Bake 15 minutes. Sprinkle with bread crumbs and a dusting of paprika. Bake 15 minutes more or until the cheese is bubbly and the bread crumbs are browned. For speedier results, place a broiler rack about 6 inches away from the heat source. Preheat the broiler and broil the dish until the bread crumbs are browned and crunchy. Let stand 5 minutes. Serve immediately.

Homemade Plain Bread Crumbs

4 cups gluten-free bread of choice, torn in small pieces

Place the bread in a food processor and pulse on/off until the crumbs reach desired consistency. Store tightly covered in the refrigerator for up to 2 weeks and in the freezer up to 3 months.

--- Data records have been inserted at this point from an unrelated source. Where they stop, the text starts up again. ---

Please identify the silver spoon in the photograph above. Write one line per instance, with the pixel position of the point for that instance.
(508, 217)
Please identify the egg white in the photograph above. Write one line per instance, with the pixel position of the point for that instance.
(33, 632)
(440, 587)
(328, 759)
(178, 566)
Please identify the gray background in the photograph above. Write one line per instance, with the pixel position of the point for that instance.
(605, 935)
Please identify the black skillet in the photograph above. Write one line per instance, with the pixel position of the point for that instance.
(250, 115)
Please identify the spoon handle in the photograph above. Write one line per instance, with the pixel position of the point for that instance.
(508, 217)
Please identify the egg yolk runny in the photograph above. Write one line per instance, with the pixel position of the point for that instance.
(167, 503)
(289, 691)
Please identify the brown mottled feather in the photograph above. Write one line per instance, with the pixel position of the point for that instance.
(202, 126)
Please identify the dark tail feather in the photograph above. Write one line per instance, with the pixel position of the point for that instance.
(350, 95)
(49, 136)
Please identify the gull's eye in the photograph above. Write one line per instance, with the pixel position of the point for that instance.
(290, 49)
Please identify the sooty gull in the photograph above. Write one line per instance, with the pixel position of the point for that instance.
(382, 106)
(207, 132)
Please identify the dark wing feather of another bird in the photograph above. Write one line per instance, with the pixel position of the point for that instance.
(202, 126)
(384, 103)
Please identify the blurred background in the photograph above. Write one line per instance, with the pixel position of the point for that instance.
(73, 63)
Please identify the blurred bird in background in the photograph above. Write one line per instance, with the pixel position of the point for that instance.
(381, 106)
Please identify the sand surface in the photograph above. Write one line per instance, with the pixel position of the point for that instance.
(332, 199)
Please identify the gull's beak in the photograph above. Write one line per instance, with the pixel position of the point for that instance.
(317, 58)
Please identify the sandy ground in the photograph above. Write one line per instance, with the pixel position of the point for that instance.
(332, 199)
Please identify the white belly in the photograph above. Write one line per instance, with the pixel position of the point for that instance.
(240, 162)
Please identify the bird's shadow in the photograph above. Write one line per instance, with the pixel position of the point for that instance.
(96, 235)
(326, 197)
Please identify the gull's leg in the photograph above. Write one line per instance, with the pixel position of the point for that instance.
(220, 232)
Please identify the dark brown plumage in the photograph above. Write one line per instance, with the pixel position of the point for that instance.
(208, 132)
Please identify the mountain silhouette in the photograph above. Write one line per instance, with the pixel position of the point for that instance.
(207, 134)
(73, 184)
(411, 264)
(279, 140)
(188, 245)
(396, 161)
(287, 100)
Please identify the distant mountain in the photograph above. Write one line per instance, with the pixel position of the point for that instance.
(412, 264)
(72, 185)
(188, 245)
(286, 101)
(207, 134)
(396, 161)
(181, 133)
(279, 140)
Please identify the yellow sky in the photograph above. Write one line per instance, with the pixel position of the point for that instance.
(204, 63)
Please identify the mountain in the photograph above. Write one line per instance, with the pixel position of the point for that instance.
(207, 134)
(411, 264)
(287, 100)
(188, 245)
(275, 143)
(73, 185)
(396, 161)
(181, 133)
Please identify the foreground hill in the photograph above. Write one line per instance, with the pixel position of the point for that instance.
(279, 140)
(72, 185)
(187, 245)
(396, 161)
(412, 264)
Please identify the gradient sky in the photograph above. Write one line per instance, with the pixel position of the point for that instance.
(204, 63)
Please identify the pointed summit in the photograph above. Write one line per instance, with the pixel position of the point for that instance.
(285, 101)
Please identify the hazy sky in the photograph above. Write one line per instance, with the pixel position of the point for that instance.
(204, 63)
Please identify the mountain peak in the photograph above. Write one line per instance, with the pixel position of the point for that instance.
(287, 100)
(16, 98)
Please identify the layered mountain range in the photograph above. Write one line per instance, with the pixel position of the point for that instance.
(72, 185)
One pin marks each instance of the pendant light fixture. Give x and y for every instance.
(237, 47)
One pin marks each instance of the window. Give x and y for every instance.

Mediterranean Tomato Soup with Rice

Brimming with the fresh herb flavors of southern France, this recipe uses instant rice that slightly thickens the soup as it cooks and gives it body. If you don’t like chunks of tomato, puree the tomatoes in a blender before you cook them. Or, puree the entire soup with an immersion blender after it has simmered 20 minutes for an extra-smooth consistency.

Makes 4 servings

2 cans (14.5 ounces each) gluten-free, low-sodium chicken broth, such as Swanson’s Natural Goodness
1 can (15 ounces) petite diced tomatoes, including juices
1/4 cup diced fresh onion
1-1/2 tablespoons of finely chopped fresh oregano, basil, marjoram, and rosemary, plus extra for garnish
1/2 teaspoon sugar
1/4 teaspoon salt, or to taste
1/4 cup instant brown rice

Combine all the ingredients in a 2-quart heavy saucepan. Bring to a boil over high heat, reduce the heat to low, and simmer, covered, 20 minutes. Serve hot, garnished with a sprinkle of fresh herbs.